Somehow Wednesday made its way into my life and with it Carrie and Luz entered my room to take up their caretaker duties. They assisted with my trips to the bathroom and restlessness brought on by anesthesia and the gas used during my procedure. Dr. Jurani arrived late in the afternoon and chatted with me explaining the results of the surgery. His bedside manner is exceptional.

Shawnee Mission Medical Center’s motto is, “Much more than medicine” and it is so true. My pain management was always forefront from the doctor to the staff. Assistance was always available within a matter of minutes when and if I needed it. Consideration and politeness was always given, like knocking on my door before entering.

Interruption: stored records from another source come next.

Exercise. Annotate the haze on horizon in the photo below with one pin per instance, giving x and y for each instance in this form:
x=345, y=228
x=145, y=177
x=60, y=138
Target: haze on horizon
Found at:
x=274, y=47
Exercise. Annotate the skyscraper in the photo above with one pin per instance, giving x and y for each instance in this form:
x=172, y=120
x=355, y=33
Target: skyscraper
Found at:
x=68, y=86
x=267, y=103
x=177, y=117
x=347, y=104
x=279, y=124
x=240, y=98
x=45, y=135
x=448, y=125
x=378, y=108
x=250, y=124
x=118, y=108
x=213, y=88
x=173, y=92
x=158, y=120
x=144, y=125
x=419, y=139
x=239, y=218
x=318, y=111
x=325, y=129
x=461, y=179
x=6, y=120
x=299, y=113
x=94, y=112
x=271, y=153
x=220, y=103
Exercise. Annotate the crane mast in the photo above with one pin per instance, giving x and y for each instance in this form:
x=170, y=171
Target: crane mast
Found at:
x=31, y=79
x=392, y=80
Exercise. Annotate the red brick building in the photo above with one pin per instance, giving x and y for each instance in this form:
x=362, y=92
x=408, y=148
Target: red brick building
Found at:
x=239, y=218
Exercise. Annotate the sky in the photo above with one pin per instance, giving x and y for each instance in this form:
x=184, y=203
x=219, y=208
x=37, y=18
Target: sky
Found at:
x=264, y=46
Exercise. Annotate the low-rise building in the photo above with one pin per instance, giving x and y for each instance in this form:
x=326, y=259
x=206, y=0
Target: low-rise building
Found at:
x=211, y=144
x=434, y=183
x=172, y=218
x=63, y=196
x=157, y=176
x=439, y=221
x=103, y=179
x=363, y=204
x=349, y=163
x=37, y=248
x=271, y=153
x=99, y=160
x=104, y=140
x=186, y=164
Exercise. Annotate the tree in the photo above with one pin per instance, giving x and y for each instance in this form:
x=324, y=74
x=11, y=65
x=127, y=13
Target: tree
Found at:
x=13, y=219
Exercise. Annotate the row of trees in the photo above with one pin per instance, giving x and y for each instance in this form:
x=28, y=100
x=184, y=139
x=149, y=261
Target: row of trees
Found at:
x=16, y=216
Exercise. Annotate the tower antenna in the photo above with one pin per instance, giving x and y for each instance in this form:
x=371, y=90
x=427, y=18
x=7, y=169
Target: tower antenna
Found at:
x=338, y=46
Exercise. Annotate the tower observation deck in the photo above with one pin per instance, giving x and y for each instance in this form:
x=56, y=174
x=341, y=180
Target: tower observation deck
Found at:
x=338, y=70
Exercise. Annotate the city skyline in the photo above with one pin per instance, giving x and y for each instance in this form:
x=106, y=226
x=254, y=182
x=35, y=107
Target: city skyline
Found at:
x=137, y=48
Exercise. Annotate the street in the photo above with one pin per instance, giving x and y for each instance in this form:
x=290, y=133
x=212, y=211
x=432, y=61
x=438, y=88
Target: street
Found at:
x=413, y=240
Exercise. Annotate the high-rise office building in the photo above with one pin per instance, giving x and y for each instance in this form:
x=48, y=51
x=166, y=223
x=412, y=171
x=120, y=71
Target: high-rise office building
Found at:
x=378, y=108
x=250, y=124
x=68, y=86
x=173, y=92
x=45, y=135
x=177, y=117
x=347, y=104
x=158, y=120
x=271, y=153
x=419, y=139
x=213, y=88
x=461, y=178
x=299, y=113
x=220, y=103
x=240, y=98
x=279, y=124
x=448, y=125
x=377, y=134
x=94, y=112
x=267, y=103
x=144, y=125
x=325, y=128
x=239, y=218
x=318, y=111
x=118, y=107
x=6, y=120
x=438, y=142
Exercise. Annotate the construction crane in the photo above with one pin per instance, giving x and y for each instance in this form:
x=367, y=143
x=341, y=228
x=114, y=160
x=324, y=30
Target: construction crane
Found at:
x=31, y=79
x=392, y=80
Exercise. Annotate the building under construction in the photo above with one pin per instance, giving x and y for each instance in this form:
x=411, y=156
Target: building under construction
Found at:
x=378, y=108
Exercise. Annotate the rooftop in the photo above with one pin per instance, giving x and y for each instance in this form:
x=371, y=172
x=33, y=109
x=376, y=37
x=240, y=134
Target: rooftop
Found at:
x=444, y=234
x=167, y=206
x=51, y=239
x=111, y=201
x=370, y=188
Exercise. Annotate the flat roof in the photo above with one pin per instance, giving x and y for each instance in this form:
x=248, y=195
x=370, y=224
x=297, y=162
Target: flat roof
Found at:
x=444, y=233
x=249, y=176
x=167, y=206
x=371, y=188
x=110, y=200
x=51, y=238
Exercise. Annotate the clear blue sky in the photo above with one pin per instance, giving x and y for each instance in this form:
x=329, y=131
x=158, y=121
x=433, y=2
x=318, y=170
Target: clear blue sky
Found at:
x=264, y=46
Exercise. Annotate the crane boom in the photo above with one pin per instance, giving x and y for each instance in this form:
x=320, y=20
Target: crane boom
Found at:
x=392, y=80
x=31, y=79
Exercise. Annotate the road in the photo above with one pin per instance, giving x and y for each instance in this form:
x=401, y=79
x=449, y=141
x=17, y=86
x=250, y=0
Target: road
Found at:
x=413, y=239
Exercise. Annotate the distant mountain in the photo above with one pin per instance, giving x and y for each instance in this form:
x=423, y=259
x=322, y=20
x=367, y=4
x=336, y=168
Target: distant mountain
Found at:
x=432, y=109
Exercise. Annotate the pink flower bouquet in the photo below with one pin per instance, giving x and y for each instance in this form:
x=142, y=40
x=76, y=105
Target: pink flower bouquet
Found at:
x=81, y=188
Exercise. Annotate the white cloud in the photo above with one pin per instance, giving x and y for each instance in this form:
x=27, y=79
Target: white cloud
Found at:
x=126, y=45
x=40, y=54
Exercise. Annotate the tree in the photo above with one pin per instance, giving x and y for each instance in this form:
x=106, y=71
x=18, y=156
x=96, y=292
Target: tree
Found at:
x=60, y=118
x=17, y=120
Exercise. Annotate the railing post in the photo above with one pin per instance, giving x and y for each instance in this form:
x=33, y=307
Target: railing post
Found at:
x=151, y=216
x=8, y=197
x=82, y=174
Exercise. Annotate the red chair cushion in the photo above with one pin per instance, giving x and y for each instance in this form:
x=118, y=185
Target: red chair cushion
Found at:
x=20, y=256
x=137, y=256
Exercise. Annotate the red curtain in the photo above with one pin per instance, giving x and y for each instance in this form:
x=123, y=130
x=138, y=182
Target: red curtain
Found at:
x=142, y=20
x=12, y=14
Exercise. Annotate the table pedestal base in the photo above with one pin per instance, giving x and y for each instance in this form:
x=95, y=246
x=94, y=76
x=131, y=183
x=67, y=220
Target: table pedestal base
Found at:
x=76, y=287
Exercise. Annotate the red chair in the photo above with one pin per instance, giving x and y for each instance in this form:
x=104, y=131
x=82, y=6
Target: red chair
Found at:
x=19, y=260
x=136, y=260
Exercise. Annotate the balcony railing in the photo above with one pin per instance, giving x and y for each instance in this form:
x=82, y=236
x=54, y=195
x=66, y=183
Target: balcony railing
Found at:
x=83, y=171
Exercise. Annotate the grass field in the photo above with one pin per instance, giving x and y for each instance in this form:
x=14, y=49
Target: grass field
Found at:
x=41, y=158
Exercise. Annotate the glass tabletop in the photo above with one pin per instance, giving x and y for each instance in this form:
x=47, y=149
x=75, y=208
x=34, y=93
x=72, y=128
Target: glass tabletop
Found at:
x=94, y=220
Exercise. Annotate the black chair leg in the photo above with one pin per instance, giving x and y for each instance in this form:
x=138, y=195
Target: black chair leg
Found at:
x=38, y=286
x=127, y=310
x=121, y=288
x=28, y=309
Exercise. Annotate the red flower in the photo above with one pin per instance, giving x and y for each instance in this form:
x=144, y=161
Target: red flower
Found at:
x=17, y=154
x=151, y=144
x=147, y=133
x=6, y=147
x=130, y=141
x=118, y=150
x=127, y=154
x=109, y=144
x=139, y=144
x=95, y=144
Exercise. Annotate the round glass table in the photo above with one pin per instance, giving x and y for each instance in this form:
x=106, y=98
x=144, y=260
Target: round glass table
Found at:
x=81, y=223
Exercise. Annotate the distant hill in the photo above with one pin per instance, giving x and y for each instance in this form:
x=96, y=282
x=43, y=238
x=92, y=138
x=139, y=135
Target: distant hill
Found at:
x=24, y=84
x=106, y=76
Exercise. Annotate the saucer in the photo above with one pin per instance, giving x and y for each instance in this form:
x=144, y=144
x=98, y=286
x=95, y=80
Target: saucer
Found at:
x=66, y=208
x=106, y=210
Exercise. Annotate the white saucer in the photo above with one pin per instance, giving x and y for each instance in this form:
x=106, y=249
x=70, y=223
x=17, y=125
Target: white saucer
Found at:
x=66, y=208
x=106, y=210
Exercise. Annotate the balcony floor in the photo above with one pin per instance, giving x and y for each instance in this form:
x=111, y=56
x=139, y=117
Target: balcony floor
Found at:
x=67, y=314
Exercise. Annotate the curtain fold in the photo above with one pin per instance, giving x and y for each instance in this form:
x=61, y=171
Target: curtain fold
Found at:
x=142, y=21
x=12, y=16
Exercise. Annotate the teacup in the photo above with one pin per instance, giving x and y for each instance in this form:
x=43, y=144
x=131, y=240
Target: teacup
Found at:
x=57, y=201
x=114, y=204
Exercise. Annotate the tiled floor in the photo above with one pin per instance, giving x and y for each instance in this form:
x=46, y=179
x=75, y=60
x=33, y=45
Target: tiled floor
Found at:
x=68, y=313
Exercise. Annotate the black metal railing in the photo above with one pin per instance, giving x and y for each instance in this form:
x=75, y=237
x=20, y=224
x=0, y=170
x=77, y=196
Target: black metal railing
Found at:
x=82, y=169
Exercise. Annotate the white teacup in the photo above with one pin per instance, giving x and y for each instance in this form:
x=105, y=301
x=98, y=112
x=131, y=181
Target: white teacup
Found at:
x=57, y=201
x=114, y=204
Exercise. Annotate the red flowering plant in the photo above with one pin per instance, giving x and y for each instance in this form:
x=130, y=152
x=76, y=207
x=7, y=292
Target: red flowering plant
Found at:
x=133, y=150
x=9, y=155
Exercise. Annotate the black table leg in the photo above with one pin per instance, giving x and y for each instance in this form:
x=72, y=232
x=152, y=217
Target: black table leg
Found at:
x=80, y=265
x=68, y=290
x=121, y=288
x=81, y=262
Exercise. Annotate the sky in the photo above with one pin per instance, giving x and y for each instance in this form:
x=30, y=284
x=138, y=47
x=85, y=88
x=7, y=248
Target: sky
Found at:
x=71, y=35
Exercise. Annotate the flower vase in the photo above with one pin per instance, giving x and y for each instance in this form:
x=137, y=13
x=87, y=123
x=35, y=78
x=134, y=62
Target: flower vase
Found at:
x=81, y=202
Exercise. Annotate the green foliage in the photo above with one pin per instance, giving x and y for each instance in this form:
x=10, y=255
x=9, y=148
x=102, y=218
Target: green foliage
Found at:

My room was always neat.

The manager of the unit, Shannon Brisendine, took time from her busy schedule to make sure things operated as they should with the biggest concern regarding pain management. My 48 hour adventure as a patient exposed to pain, modesty and a surprise surgical procedure was soon ending.

The one thing I did not have to ask for and got was respect as a person, concern for my well-being and care as a human being. So here is my Shout Out and a Big Thank you to the staff at Shawnee Mission Medical Center: In the ER-Jodi, Dr. Cross and the X-ray technician. The second floor staff for 225-Ms. S. Brisendine, Teresa, Luz, Carrie, Kelly, JoAnne, Norma (my discharge nurse), the surgical team, Dr. C. Jurani and my recovery room nurse. If I’ve forgotten anyone, it was not intentional and I thank you.

As a side note, I returned to work five days post op, and I’ve changed my diet and eating habits.